Recently my teammate and I were discussing our project with another colleague at the coffee machine. Our project is closely tied to eBPF. Our colleague didn’t really know what that was, so my team-mate summed it up as “a non-Turing-complete bytecode VM in the Linux kernel”. This triggered a pointless argument, which is the topic of this post.
My colleague’s rationale was that an eBPF program is only allowed to execute one million instructions. To use the traditional definition of Turing-completeness, that clearly means it cannot simulate the infinite “tape” of a Turing machine.
Well, say I, neither can your laptop. It has finitely many digital states; it cannot simulate an infinite Turing machine. No real computer can. If your definition of Turing-complete is met by no extant device, then it’s not a very useful definition. So, say I, relax it, and let eBPF into the Turing-complete pantheon.

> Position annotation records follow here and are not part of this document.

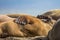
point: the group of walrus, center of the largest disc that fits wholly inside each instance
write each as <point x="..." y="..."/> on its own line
<point x="17" y="25"/>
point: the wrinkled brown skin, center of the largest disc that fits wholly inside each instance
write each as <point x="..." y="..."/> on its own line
<point x="8" y="27"/>
<point x="48" y="19"/>
<point x="34" y="27"/>
<point x="54" y="34"/>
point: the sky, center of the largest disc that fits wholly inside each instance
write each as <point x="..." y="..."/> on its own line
<point x="31" y="7"/>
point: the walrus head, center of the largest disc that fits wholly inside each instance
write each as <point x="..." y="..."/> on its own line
<point x="21" y="20"/>
<point x="44" y="18"/>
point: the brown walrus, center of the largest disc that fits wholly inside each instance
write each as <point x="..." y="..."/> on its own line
<point x="24" y="26"/>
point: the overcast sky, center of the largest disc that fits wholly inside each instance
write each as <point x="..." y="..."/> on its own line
<point x="32" y="7"/>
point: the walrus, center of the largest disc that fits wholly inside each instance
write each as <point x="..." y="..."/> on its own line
<point x="34" y="26"/>
<point x="24" y="26"/>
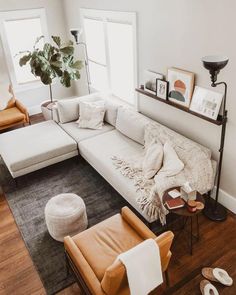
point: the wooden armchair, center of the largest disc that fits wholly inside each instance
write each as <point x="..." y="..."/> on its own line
<point x="15" y="113"/>
<point x="92" y="253"/>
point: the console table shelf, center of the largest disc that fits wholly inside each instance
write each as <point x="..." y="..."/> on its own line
<point x="218" y="122"/>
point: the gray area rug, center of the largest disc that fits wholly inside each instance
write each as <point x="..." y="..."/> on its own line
<point x="27" y="201"/>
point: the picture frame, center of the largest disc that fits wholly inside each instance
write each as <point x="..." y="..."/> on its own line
<point x="181" y="86"/>
<point x="206" y="102"/>
<point x="150" y="78"/>
<point x="162" y="88"/>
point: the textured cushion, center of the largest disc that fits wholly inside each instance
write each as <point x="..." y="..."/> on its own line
<point x="153" y="158"/>
<point x="11" y="116"/>
<point x="31" y="145"/>
<point x="172" y="165"/>
<point x="98" y="152"/>
<point x="65" y="214"/>
<point x="81" y="133"/>
<point x="111" y="112"/>
<point x="68" y="110"/>
<point x="131" y="124"/>
<point x="91" y="115"/>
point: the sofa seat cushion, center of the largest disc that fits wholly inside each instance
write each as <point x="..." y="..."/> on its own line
<point x="79" y="134"/>
<point x="31" y="145"/>
<point x="11" y="116"/>
<point x="98" y="152"/>
<point x="101" y="244"/>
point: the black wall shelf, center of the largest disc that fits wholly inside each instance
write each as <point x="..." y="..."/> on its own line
<point x="218" y="122"/>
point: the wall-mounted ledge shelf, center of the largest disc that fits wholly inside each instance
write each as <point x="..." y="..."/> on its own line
<point x="219" y="121"/>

Now, my colleague - if he had not by now finished his coffee and continued with his day - would most likely have suggested that his laptop’s merely physical limitations should not be be elevated to the severity of eBPF’s fundamental, abstract, incontroverible boundedness. Just because a laptop is not truly Turing-complete, he can be imagined arguing, we cannot deny the Turing-completeness of C, or of x86 assembly. A definition met by no extant object is not a useless definition. That is, presumably, what he would have proposed.
But, as I say, the coffee was finished, and I won the argument.